Così fan tutte alla Scala di Milano
Dopo ben venticinque anni d'assenza, escludendo l'edizione 2007 dell'Accademia, l'opera Così fan tutte di Wolfgang Amadeus Mozart ritorna allaScala in nuovo spettacolo basato su un precedente allestimento del Festival di Salisburgo.
I motivi per cui lo spartito sia meno rappresentato di Don Giovanni e Le nozze di Figaro è da ascrivere ad un libretto difficile ma molto raffinato e ad un intreccio con aspetti multipli, uno scambio coppia gestito da un beffardo filosofo aiutato da un'astuta servetta tutt'altro che banale. I favori di pubblico e critica sono sempre andanti altrove, eccezione per i teatri tedeschi, ma tutt'oggi con Mozart molto in voga ha ottenuto un'affermazione personale, se si conta che in questa estate 2014 è stata rappresentata quasi contemporaneamente in tre teatri diversi nel raggio di un centinaio di chilometri.

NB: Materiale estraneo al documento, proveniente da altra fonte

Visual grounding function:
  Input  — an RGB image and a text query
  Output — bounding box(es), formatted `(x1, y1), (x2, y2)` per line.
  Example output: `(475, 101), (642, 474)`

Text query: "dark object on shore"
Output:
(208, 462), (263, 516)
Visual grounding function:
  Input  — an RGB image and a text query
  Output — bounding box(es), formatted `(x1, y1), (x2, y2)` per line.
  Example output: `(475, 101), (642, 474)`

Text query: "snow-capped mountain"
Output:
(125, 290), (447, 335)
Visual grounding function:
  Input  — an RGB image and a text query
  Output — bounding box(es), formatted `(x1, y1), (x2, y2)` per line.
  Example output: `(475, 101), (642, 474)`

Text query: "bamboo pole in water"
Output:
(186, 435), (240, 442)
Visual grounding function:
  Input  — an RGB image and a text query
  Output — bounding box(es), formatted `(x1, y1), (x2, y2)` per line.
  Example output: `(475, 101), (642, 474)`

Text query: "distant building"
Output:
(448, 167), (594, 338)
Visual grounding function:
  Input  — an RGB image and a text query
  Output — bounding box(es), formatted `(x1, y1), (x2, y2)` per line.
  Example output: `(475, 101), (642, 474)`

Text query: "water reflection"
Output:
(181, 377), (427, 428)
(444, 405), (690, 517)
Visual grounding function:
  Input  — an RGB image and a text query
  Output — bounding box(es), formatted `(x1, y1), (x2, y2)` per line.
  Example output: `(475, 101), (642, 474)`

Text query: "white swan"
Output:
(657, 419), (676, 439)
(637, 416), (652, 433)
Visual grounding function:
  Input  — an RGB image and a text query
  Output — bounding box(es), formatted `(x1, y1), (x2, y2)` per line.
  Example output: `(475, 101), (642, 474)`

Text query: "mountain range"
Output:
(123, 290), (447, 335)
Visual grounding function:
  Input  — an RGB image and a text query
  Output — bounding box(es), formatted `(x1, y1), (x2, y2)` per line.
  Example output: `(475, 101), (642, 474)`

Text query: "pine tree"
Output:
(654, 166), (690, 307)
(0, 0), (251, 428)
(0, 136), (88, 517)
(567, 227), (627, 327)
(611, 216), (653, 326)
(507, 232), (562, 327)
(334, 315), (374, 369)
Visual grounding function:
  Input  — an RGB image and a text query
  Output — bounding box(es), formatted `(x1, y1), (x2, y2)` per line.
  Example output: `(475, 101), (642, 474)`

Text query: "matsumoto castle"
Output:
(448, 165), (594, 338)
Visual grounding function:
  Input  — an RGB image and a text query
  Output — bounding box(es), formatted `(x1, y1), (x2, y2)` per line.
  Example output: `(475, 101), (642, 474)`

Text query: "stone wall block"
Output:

Il nuovo spettacolo scaligero proponeva ancora il regista Claus Guth, dopo il Lohengrin inaugurale di qualche anno fa. Egli cancella tutto il ‘700 presente nell'opera e trasporta l'azione ai giorni nostri. Nessuna aderenza al libretto, il che non è gran difetto, ma se poi dobbiamo vedere tutta l'opera in un lussuoso appartamento stile americano, ammaliante la scena di Christian Schmidt, ove i protagonisti sono dei giovani ricchi soliti frequentatori di feste durante le quali l'alcool scorre a fiumi. Tutti presenti in scena sin dall'inizio tutti sanno degli altri e della scommessa, come se il libretto di Da Ponte non ponesse già in sé tali dubbi. Guth pare abbia scoperto l'acqua calda, oltre a non rivelarci nulla di nuovo se non la solita opera moderna che sotto molti aspetti annoia. Tanto diffusa in Germania (pare però detestata dal pubblico) ora prende piede sempre più anche da noi. Chi scrive non è contro tali operazioni ma quando sono di prassi e scontate perché di moda allora sono superflue. Non sarebbe corretto non rilevare che il regista ha dato un buon rilievo al personaggio di Don Alfonso, intrigante e cinico, sempre elegante ed intriso di perfidia. Senza anima da soubrette anche Despina, qui resa sicura e sapiente donna di vita. Non servono travestimenti nella logica della lettura registica, notevolmente orientato verso una psicanalisi opinabile, tutti sanno e tutti fanno… ma tant'è pure oggi nel XXI secolo tutti fanno ma di nascosto… finché possono.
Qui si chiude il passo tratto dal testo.